Ve Kur’ân hakîkatlarını eşedd-i zulüm ve istibdâd-ı mutlak içerisinde neşrediyor.. “Vazifemiz çalışmaktır. Bizi galip etmek, mağlûp etmek, muvaffak etmek ve Nurları kabul ettirmek Cenâb-ı Hakka aittir. Biz, vazife-i İlâhîyyeye karışmayız.” demiş ve tarihte misline rastlanmıyan zulüm ve işkenceler içerisinde çok zâlimâne muameleler görmüş ve kapısında jandarma ve polis bekletilmek sûretiyle Cuma Namazına dahi gitmekden men’edilmiş; ve bütün bu tarihi faciaları kapatmak ve kimseye işittirmemek için de sıkı bir takyidat altına alınmıştır.

İşte, böyle ağır şartlar içerisinde Risâle-i Nuru Hazret-i Üstadımız inayet-i İlâhîyye ile te’lif edip, ekserisini Kur’ân harfleriyle ve el yazısiyle neşretmiştir. Böylelikle -aynı zamanda- Kur’ân hattını da muhafaza etmiş ve yüz binlerle Müslüman Türk Gençleri Risâle-i Nuru okuyabilmek için mukaddes kitabımız olan Kur’ânın yazısını öğrenmek ni’met ve şerefine nail olmuşlardır. Üstadımız, malik olduğu kuvvet-i îman ve ihlâs-ı tamme ile hakâik-i Kur’âniye ve îmaniyeyi avam ve havas talebelerinin umumunun istifade edebileceği ve asrın anlayışına uygun yepyeni bir tarz-ı beyânla ifade ve izhâr etmiştir. Böylece Risâle-i Nur gibi taptaze ve parlak ve yüksek bir tefsir-i Kur’âniyi inayet-i Hakla meydana getirmiştir.
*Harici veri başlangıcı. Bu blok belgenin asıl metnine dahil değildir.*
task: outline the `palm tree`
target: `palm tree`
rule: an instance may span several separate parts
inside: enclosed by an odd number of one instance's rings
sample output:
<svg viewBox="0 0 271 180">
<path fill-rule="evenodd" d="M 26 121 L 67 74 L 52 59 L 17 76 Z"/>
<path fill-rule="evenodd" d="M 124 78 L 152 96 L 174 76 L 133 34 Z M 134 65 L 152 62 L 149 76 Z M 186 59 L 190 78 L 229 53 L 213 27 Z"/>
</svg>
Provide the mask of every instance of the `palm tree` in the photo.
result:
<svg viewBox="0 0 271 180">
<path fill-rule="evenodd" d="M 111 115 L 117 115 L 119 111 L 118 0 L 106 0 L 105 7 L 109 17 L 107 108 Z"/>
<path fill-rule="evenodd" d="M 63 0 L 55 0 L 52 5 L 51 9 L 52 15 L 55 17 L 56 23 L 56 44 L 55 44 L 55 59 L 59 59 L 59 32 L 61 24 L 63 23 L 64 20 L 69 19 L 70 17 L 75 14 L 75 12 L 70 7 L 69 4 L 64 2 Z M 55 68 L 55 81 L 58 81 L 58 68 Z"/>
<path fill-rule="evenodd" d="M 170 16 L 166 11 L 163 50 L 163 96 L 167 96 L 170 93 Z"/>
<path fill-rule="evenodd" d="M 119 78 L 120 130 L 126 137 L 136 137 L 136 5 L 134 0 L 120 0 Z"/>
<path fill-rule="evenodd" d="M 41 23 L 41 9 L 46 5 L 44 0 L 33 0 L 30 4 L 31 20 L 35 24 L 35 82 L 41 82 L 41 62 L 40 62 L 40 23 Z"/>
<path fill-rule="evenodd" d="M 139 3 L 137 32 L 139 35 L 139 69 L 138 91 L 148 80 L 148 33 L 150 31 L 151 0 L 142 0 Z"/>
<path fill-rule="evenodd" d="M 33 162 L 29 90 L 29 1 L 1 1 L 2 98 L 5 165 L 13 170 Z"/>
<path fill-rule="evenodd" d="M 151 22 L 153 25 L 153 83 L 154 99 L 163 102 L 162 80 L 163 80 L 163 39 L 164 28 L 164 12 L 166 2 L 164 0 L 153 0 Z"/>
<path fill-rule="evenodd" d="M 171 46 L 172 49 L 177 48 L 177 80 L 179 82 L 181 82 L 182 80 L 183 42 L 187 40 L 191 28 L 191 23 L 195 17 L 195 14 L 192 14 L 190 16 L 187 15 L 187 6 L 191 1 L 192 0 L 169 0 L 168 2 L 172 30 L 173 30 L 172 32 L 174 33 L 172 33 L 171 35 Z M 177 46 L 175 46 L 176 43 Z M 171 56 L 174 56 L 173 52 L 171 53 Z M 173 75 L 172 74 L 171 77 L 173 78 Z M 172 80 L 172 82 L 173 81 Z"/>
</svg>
Bu hârikulâde eserlerdir ki, bu vatan ve milleti dinsizlik ve komünistlikden muhafaza etmiştir. Hem şeair-i İslâmiyenin cebren kaldırıldığı ceberut devrinde, dünya hatırı için kendini mecbûr zannederek o kudsi şeairden fedakârlık yapanların ve dîn zararına hareket edenlerin ve İslâmiyete muhalif fetvalara ve bid’alara mecbûr edilenlerin çokluğu zamanında Bediüzzaman, ne lîsan-ı halinde, ne lîsan-ı kalinde ve ne de fiiliyatında o kadar zulümler çektiği ve idamlarla tehdit edildiği halde en küçük bir değişiklik bile yapmamıştır. Bilâkis, “Ecel birdir, tagayyür etmez... Ölüm, bu âlem-i fenadan âlem-i bekaya ve âlem-i nura gitmek için bir terhistir.” deyip mücadeleye atılmış; bid’aları tanıtan ve durduran ve şeair-i İslâmiyeyi muhafaza eden ve Sünnet-i Seniyyeyi ihya eden eserleri perde altında otuz senedenberi neşretmiş ve muhitinde, âdeta Devr-i Saadet’in bir cilvesini yaşatmıştır. Bir Sünnet-i Seniyyeye muhalif hareket etmemek için işkenceli bir inzivayı ihtiyar etmiştir. Otuz senedenberi milyonlara hükmeden dinsiz ve emsalsiz bir istibdâd-ı mutlak, Bediüzzaman’ı hiçbir cihetten hiçbir vakit hükmü altına alamamış, bilâkis zâlim müstebitler O’na mağlûp olmuşlardır.